Sus teorías de posadero le brotaban a veces como relámpagos. Tenía aforismos profesionales que le metía en la cabeza a su mujer. «¡El deber del posadero —le decía un día con violencia y en voz baja— es venderle al primero que llegue pitanza, descanso, luz, fuego, sábanas sucias, pulgas, sonrisas y a la criada; es detener a los viandantes, vaciar las bolsas pequeñas y aliviar como es debido las grandes; dar albergue respetuoso a las familias que van de camino; dejar raspado al hombre, desplumar a la mujer, mondar al niño; cobrar por la ventana abierta, por la ventana cerrada, por un sitio junto a la lumbre, por el sillón, por la silla, por el taburete, por el escabel, por el lecho de plumas, por el colchón y por el brazado de paja; saber cuánto desgasta la sombra el espejo y ponerle un precio al desgaste; y, por cien mil demonios, hacerle al viajero pagar por todo, incluso por las moscas que se come su perro.»

Aquel hombre y aquella mujer eran el matrimonio de la astucia y la rabia, las dos caballerías de un tiro repulsivo y terrible.

Mientras el marido rumiaba las cosas y urdía apaños, la Thénardier no pensaba en los acreedores ausentes, no se preocupaba ni del ayer ni del mañana, y vivía arrebatada y entregada por completo al minuto.

Así eran aquellas dos personas. Cosette estaba entre ambas, soportaba la doble presión, como un ser a quien, al tiempo, triturase una muela e hicieran trizas unas tenazas.
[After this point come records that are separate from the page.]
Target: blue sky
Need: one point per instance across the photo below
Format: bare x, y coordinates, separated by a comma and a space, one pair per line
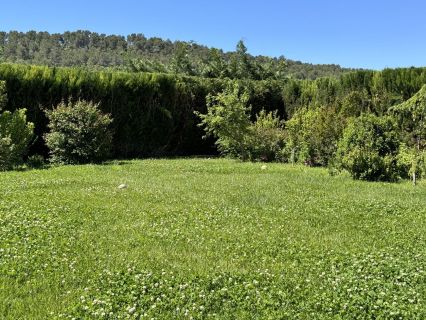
353, 33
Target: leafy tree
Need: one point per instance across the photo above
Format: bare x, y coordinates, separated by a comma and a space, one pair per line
3, 95
228, 119
15, 136
180, 62
312, 135
266, 138
369, 148
78, 133
411, 116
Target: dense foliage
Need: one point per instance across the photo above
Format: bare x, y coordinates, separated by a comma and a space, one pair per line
138, 53
154, 113
228, 120
3, 95
79, 133
369, 148
15, 136
313, 135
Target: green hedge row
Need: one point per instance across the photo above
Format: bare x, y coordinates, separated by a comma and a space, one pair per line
153, 113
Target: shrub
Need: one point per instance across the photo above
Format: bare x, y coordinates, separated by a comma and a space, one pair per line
266, 137
15, 135
228, 119
369, 149
412, 162
35, 161
3, 96
79, 133
313, 135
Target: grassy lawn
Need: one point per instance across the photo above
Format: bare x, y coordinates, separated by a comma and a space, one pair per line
209, 239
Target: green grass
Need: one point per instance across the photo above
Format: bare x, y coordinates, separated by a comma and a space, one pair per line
209, 239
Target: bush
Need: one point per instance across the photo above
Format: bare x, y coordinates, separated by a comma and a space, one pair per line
313, 135
35, 161
79, 133
412, 162
228, 119
3, 96
266, 137
15, 135
369, 149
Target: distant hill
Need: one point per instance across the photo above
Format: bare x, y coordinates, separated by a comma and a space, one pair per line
138, 53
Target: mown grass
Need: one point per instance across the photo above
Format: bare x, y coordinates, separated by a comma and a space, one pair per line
209, 239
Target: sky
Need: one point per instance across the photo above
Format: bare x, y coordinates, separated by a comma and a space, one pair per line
372, 34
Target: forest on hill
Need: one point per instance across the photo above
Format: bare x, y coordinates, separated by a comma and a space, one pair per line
163, 98
137, 53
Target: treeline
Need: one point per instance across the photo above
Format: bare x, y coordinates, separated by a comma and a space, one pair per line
137, 53
153, 114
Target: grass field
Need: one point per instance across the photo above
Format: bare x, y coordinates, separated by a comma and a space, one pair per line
209, 239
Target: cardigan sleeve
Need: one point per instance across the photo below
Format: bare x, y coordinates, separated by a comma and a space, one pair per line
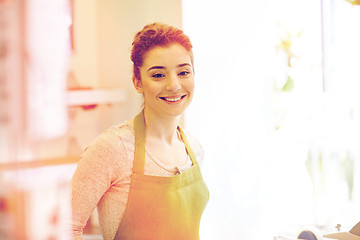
93, 176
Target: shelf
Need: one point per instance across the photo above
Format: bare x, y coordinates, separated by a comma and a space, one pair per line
95, 96
37, 163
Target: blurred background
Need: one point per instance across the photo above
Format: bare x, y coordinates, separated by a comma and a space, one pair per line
276, 108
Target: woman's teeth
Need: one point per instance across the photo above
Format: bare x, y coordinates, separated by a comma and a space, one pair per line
172, 99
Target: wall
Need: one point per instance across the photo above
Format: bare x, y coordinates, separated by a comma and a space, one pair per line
103, 32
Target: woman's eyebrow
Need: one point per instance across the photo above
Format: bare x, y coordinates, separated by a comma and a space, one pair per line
162, 67
156, 67
184, 64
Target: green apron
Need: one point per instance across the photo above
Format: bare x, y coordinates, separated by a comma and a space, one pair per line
162, 207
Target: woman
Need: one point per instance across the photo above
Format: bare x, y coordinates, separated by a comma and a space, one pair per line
143, 174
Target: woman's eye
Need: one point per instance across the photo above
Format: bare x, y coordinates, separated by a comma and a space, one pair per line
184, 73
158, 75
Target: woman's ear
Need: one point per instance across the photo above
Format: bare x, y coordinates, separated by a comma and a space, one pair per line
137, 84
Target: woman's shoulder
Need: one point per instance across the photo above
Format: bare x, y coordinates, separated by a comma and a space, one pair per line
113, 141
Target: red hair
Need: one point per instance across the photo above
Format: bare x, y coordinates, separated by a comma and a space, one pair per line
156, 35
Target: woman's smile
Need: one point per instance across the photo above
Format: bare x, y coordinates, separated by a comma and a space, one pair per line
173, 99
167, 80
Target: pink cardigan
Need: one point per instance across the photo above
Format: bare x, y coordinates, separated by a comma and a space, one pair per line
102, 177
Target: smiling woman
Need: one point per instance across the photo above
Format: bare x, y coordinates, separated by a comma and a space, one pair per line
143, 174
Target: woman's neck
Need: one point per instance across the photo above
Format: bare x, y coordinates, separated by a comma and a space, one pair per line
160, 127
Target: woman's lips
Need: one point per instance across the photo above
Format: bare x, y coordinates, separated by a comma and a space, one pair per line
173, 98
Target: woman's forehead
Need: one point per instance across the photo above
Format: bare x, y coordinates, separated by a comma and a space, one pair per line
167, 55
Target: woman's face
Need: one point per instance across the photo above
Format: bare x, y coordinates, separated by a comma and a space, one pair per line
167, 80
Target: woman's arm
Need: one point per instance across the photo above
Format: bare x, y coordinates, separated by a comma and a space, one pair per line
92, 178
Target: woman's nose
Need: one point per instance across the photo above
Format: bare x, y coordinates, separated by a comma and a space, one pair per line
173, 83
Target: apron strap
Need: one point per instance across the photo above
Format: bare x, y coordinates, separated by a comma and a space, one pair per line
139, 154
188, 147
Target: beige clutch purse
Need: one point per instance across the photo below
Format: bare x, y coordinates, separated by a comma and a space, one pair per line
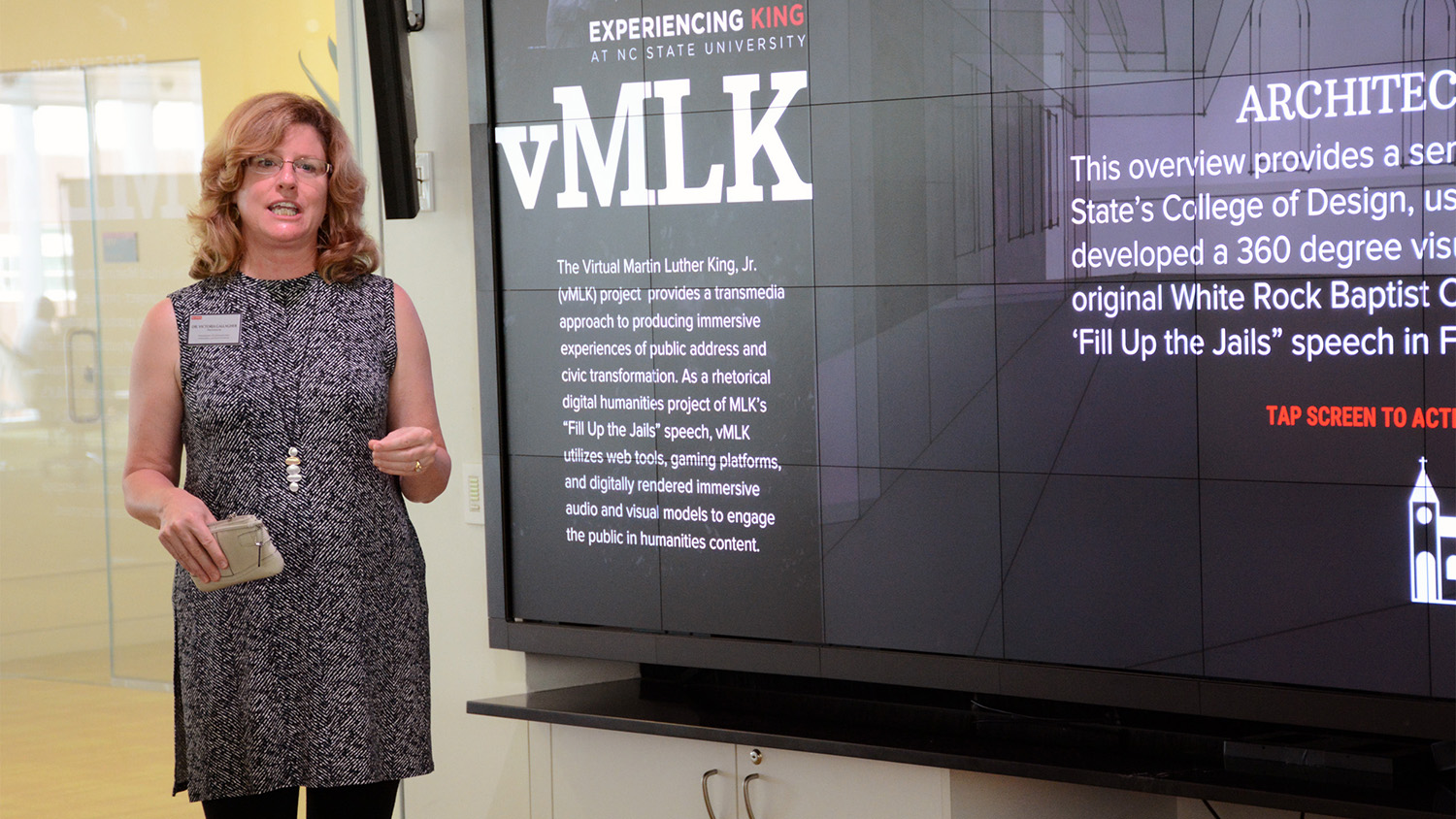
250, 554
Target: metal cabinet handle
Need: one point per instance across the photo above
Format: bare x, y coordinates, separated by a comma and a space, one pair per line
747, 804
89, 375
707, 802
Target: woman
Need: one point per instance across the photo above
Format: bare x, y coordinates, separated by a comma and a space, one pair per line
299, 386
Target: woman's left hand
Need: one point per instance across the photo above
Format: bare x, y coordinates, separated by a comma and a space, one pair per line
405, 451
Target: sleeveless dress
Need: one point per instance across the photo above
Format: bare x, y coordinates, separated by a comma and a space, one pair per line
316, 676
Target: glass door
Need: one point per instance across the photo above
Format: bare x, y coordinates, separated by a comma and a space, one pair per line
99, 168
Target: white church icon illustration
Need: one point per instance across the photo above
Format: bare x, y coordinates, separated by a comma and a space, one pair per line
1433, 545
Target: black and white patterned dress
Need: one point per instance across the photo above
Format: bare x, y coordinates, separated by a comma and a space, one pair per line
320, 675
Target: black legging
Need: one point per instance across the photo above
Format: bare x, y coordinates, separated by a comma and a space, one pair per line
375, 801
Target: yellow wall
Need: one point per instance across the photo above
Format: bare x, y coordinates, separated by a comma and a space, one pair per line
245, 47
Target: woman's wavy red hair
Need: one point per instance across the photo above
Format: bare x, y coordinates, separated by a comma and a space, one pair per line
256, 127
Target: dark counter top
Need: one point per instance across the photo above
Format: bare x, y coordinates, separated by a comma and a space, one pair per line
1155, 755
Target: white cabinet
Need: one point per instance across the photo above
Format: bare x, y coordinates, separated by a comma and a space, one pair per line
600, 774
791, 784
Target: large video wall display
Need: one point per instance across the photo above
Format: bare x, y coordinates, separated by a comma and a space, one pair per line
1109, 335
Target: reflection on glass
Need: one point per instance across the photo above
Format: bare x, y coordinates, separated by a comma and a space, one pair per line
99, 166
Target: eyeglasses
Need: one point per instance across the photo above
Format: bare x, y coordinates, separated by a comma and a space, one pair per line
306, 168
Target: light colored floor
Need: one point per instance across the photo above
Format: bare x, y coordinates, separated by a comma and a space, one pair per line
86, 751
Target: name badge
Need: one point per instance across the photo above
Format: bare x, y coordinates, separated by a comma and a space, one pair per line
215, 329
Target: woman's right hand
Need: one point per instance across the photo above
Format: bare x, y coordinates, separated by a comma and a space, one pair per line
153, 466
185, 536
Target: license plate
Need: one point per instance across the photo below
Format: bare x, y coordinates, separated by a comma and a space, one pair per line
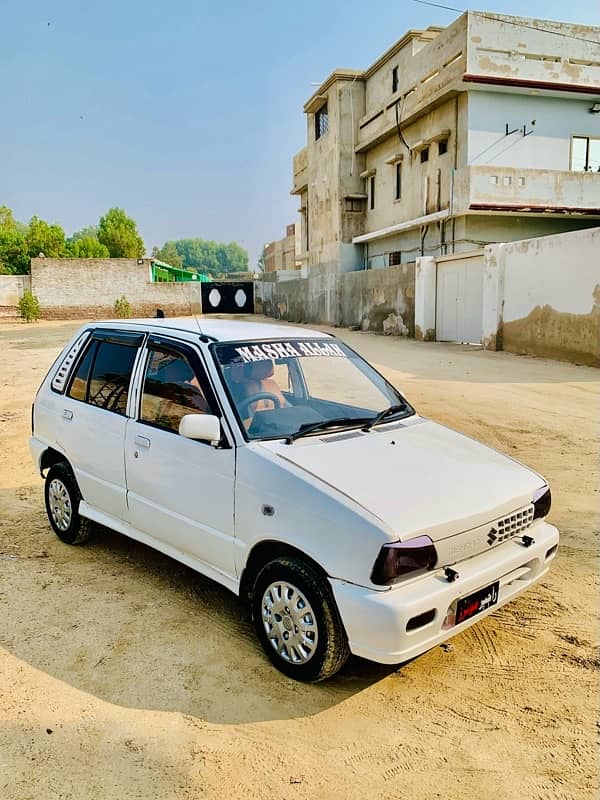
477, 602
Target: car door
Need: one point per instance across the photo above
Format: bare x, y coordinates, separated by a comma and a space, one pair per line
92, 420
180, 491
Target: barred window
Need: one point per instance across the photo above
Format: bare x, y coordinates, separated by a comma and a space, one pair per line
321, 122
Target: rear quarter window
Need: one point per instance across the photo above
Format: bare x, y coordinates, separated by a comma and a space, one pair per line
108, 385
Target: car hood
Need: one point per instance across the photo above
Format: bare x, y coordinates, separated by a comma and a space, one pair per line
416, 476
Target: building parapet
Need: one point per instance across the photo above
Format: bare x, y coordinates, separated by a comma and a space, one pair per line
535, 191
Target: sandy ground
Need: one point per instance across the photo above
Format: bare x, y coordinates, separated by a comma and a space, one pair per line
126, 675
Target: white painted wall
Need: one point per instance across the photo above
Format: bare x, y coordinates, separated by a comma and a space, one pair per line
557, 119
560, 271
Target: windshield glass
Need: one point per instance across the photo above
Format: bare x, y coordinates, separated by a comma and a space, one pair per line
280, 388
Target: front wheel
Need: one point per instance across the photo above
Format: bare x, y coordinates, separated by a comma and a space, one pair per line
62, 505
297, 621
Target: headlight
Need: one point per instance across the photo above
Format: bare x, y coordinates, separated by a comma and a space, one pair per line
542, 501
399, 560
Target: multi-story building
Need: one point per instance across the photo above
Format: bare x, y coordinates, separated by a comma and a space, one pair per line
281, 254
485, 131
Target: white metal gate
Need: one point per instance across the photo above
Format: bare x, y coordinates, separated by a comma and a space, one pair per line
459, 298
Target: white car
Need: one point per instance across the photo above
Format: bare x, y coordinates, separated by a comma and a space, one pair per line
278, 462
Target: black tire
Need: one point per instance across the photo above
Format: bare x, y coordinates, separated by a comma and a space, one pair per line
66, 524
331, 651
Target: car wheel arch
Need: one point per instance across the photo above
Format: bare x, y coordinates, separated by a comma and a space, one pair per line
267, 550
50, 457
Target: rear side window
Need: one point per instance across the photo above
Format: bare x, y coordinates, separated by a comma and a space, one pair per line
108, 385
78, 387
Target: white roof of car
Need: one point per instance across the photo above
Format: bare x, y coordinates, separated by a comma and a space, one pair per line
223, 330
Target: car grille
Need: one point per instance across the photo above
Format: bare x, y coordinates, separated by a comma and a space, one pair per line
510, 526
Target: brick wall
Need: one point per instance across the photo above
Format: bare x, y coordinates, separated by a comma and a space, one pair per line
11, 291
72, 288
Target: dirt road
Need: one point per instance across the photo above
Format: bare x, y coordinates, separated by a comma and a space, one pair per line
125, 675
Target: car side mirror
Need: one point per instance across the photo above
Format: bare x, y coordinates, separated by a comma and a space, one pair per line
202, 427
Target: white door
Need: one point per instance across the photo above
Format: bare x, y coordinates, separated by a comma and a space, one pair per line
179, 491
92, 419
459, 301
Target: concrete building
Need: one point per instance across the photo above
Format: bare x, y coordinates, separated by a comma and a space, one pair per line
281, 254
485, 131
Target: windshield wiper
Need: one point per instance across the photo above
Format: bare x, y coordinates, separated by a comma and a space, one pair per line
341, 422
387, 412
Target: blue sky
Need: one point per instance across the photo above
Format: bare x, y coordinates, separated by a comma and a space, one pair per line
186, 113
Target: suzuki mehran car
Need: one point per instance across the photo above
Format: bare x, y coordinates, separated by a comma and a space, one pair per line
278, 462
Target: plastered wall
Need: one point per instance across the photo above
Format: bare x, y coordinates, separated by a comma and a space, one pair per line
542, 296
70, 288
El hombre y la mujer tenían modales diferentes. A Cosette la molían a palos, eso era cosa de la mujer; iba descalza en invierno, eso era cosa del hombre.

Cosette subía, bajaba, lavaba, cepillaba, frotaba, barría, corría, se afanaba, jadeaba, movía bultos pesados y, aunque endeble, hacía todas las tareas más duras. No había compasión para ella: un ama feroz, un amo venenoso. El figón de los Thénardier era como una telaraña donde Cosette estaba atrapada y temblorosa. Aquella domesticidad siniestra cumplía con los ideales de la opresión. Era algo así como la mosca sirviendo a las arañas.

La pobre niña, pasiva, no decía nada.

Cuando se hallan así, desde el alba misma, tan pequeñas, tan desnudas entre los hombres, ¿qué sucede en esas almas que acaban de separarse de Dios?